Team 2 Final Project: Reinforcement Learning Racer Christopher Crutchfield, David Goncalves, David Morales
Team 2 has successfully developed a novel reinforcement deep learning approach and framework for the UCSD Donkey Car, and has demonstrated at least six laps of the Warren East track with times, equalling the team’s lap times for supervised learning and OpenCV based approaches used in the course. This nearly met the success criteria set in our Final Project proposal .
This new capability was developed without any additional hardware to the car; this may be loaded onto any UCSD Donkey Car of the same design. The only current requirement is the addition of a start line queue (blue tape) for simplicity in development.
For this effort, a new deep learning framework (“PonyCar”) was developed, removing some of the complexity and overhead of Donkey and ROS. This framework is a set of 13 short Python scripts running on a base Jetson Jetpack 4.6 image and additional ML libraries. This distillation of the core elements of Donkey and ROS puts control back into the hands of the developer - from basic car operations, through computer vision, then up through supervised and reinforcement learning.
Lap times using this framework have substantially improved on the straightforward OpenCV lane-following and match (and are capable to best) the supervised learning approach. These lap times DECREASE over each successive runs of laps, demonstrating that the machine is successfully learning to optimize for shortening lap times while keeping on the track. The reinforcement model has exhibited natural behaviors for successful racing, like maintaining a good line through curves and minimizing any extraneous motion. With further training and development, such a framework could be the basis for a competitive autonomous vehicle racing.

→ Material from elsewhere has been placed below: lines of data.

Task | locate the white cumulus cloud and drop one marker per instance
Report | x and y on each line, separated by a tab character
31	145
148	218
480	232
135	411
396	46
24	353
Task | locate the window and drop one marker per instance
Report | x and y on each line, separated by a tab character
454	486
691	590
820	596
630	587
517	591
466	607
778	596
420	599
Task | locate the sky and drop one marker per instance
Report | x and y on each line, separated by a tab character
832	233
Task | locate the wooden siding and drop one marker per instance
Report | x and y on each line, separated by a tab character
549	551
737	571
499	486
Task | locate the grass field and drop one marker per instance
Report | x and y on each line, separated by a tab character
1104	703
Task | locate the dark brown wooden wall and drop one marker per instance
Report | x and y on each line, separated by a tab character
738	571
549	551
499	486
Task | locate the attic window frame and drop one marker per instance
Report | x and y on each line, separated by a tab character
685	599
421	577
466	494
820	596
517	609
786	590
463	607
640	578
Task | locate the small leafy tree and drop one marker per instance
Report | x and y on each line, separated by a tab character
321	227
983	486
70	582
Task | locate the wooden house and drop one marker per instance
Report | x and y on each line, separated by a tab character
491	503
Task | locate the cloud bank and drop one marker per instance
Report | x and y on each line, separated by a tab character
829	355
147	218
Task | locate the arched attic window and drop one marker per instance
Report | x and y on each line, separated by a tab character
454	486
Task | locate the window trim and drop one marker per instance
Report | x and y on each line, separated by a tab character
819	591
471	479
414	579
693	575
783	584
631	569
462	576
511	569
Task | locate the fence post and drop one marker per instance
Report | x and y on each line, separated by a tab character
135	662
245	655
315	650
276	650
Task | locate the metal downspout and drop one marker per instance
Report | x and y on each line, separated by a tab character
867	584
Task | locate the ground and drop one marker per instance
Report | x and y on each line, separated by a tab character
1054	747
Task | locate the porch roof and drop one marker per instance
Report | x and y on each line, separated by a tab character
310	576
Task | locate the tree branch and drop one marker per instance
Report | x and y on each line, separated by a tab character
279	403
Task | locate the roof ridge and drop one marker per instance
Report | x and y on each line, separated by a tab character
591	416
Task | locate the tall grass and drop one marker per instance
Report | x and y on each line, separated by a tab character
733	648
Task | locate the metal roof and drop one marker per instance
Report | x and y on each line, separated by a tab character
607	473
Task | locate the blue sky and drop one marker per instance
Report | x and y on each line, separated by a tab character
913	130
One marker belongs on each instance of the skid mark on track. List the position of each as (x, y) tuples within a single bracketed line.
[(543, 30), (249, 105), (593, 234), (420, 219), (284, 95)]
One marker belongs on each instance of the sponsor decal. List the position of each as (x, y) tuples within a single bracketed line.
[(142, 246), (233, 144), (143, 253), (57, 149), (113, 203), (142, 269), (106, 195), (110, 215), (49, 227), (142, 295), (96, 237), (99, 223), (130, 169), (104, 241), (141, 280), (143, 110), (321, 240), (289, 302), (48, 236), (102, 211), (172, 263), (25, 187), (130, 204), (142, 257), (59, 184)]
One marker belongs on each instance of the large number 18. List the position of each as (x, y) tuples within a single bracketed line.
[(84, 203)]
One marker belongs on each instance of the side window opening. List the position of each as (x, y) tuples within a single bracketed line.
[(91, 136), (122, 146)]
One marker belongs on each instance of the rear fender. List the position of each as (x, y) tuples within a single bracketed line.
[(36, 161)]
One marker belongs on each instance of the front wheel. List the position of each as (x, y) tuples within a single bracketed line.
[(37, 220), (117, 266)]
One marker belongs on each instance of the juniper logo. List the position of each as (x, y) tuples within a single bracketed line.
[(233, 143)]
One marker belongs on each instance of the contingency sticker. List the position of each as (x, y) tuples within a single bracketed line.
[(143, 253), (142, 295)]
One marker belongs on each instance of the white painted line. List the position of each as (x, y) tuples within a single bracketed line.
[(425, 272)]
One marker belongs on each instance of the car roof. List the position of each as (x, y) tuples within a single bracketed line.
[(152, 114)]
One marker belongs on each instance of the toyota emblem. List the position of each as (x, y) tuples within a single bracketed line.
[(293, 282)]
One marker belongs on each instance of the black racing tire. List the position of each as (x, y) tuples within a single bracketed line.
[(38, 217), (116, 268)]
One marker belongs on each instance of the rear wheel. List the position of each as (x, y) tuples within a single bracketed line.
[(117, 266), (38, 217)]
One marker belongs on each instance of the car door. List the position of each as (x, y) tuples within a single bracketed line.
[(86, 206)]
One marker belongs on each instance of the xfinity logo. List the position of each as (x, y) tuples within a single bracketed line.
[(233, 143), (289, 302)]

For the completion of ECE/MAE 148, the team proposed to implement and demonstrate the capability for reinforcement learning on the UCSD Donkey Car with the goal to put the machine to work teaching itself how to drive better, with a small set of criteria and constraints that can be written in a few Python scripts.
The existing learning model in basic Donkey Car is supervised learning, based on data sets obtained through manual driving of the course by joystick. While this approach is more than acceptable for the purposes of an introductory course, the performance of the car does not get much better than the driver who originally drove it. Indeed, the machine has little sense of what is the goal other than that to match the response (throttle, steering) performed by the human driver to the observed features encountered along the way. No improvement is possible beyond getting a better driver at the joystick, or addition of filters to the camera stream to highlight key features along the track.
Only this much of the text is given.